Research on the Mechanism of Time Series Anomaly Detection

 ADDOPS team Ji Xinpu  360 cloud computing

Heroine declaration

This article comes from the ADDOPS team. The author of this article Ji Xinpu is mainly responsible for the automation and intelligent operation and maintenance of the 360 ​​HULK cloud platform. This article proposes an efficient LVS traffic anomaly detection algorithm to help ops colleagues more accurately determine abnormal conditions such as sudden increases in business traffic. I hope this article can inspire everyone's understanding of anomaly detection. In the follow-up, there will be a series of articles by the author on machine learning landing operation and maintenance innovation, so stay tuned.

PS: Rich first-line technology and diversified forms of expression are all in the " HULK first-line technology talk ", please pay attention!

Preface

Just after Double Eleven, Ali and JD are crazy to show how awesome their technology is. It is understandable that the two companies have their own set of strategies for different scenarios when dealing with the guagngu festival. Imagine that if Tmall's homepage is not accessible on Double Eleven, then Dad Ma must not lose more than 100 million yuan. In order to prevent such a situation from occurring, in addition to crazy expansion, an ideal anomaly detection mechanism is also very, very important.

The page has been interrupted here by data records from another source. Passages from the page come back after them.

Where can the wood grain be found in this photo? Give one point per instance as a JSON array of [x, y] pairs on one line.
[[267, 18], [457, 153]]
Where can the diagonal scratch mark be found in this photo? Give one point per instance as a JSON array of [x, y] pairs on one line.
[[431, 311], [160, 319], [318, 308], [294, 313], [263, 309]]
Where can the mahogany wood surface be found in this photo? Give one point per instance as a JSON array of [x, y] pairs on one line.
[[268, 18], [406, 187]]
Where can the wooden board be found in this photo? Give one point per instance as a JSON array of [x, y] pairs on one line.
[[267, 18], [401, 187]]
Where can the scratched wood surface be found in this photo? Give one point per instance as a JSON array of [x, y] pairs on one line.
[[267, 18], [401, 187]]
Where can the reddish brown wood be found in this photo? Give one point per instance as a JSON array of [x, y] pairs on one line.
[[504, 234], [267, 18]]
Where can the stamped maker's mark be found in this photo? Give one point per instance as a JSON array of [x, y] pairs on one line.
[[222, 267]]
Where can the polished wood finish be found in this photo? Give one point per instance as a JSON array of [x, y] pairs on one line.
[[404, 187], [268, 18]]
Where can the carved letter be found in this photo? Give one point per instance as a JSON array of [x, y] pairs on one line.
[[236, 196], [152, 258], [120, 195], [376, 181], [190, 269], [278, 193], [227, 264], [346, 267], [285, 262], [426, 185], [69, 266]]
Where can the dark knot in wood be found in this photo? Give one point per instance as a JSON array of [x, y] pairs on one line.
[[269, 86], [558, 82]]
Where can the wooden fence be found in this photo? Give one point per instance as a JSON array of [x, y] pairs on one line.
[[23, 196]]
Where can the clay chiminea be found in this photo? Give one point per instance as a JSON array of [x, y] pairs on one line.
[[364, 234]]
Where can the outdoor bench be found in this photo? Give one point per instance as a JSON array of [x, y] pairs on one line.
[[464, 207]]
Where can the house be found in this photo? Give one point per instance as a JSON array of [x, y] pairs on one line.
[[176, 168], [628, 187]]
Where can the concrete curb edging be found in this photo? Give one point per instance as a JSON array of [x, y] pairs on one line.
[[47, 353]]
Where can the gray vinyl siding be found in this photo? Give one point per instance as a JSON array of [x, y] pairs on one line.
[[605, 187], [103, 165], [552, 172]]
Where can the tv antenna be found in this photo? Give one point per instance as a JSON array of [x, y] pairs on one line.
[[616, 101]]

There are many scenarios for anomaly detection, such as hardware failure detection and flow abnormality detection. In this blog, we focus on time series anomaly detection. There are many detection algorithms for time series anomalies. The most popular in the industry is the common statistical learning method--3σ principle, which uses the offset of the detection point to detect anomalies. For example, ordinary regression methods use curve fitting methods to detect the degree of deviation between new nodes and the fitted curve, and some people even say that CNN and RNN technologies are applied to the detection of abnormal points.


The method of detecting abnormal lvs traffic through ordinary thresholds is relatively ineffective. This article proposes a new detection algorithm. The following will focus on our experience in the process of practice.


1

data analysis

Obtaining the data of LVS traffic in the past 7 days, we can roughly divide the trend into two types:


One is the data with periodicity as shown in the figure below. In this case, we need to consider the impact of periodicity on the data.

image


The other random data as shown in the figure below does not have periodicity. This situation needs to be detected by a strategy different from periodicity.

image


2

Research on detection mechanism

Since the curve has two trends, periodic and non-periodic, our detection mechanism needs to be able to handle two ways.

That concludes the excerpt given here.